Choosing a solution for optimising your website for mobile is difficult. It’s even more difficult now that traffic is not only split between desktop and mobile, but many other devices and screen sizes. At Ireckon, we prefer responsive web design as the best way to provide an optimised website not only for mobile, but the whole spectrum of devices and screen sizes.
So why should you choose a responsive website over the other popular solution, a mobile only website? Here are some of the main factors we think you should take into account.
If you’re only thinking about optimizing your website for desktop and mobile, you’re already falling behind. There are already a lot of tablet devices on the market and the lines between a tablet and a mobile phone are being blurred. There are phones the size of a small tablet and small tablets the size of a phone. And that’s just the devices we have today. As users are visiting our sites with more and more varied screen sizes, having a website that works on all of them is more important.

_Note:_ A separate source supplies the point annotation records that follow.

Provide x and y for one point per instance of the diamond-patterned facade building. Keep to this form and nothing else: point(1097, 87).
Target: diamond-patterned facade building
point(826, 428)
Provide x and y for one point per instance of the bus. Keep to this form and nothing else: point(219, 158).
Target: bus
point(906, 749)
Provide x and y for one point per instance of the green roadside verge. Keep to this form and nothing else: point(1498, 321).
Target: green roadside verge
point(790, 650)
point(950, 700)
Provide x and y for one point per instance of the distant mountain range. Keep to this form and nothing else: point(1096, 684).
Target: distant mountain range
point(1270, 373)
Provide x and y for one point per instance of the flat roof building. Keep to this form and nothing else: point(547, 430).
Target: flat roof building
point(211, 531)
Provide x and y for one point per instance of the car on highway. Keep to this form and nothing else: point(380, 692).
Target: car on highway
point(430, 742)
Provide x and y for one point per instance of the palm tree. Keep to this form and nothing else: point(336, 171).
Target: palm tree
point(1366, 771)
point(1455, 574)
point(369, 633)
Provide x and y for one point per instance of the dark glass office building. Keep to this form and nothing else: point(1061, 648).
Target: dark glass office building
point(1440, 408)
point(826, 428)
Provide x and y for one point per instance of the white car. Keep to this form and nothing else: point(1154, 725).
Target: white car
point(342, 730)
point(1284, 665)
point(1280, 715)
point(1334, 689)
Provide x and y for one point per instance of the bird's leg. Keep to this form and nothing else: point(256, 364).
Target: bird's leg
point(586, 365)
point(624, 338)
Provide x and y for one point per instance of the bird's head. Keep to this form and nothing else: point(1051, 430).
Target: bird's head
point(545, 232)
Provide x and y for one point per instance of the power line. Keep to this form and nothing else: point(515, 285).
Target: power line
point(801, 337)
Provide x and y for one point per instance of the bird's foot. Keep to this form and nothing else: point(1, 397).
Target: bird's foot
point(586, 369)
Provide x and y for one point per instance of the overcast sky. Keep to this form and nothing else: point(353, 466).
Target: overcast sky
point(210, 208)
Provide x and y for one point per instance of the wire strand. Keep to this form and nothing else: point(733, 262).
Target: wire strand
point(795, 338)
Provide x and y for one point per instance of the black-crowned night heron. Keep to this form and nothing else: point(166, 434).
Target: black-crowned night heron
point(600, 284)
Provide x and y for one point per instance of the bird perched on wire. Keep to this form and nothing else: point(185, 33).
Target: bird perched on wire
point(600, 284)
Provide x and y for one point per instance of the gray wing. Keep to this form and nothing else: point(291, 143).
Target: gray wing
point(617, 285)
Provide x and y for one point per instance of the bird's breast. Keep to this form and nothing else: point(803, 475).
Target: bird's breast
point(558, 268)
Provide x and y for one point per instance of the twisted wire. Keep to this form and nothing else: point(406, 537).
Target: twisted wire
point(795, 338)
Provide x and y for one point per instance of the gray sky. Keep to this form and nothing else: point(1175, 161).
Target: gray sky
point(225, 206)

If you choose to have a website optimized for desktop, and a separate website for mobile, what happens when your traffic demands another optimized experience? You could create another website for tablets, but then what happens if traffic from televisions grows? The more separate websites you have, the harder it becomes to adapt to change and not confuse your users. With a responsive website however, even if your website isn’t optimized for a new screen size, you can build on what you already have. By having one website and adapting the design as is needed, you are prepared for wherever your users go.
Users want the same functionality and content no matter what device they are using. They also start tasks on one device and finish them on another. If you cut down functionality or content for mobile users and they can’t find what they are looking for, they will probably leave. This doesn’t mean you can’t optimise the layout of the website for different devices. For example, having the most used navigation items on mobile at the top and in a different position on large screens is something you can do with a mobile only website or a responsive design website. However, having the same content and functionality on a separate desktop and mobile website is more difficult than on one website with a responsive design. This can also lead to problems with redirecting users who go to a URL on the desktop site using a mobile device to the same content on the mobile site. This particular problem can be difficult to solve and will frustrate your users if it isn’t perfect. The worst example of this is when mobile users are redirected to the homepage of the desktop website, or even a message that says that content is not available for mobile.
A separate mobile website can be very attractive when it comes to cost. Because web developers are already good at building websites for one device, it’s usually cheaper to get a new, separate website for mobile up and running. But the cost of a website does not end there. You also have to take into account the cost of maintenance, adding new features, the time it takes to add content and any other website you might want to build for other devices later. If you want to redesign your websites in the future, you then have the cost of redesigning multiple websites.
With a responsive design the upfront cost might be higher because you will be redesigning for multiple devices, not just mobile, but you won’t have to worry about adding an optimized solution for tablet in the future either, because it can be taken into account at the same time. A responsive redesign can also be done in stages. You could target content or functionality on your website that gets the most mobile traffic and start there.
So if you need a mobile optimised solution for your website (and you do), make sure you take these factors into account.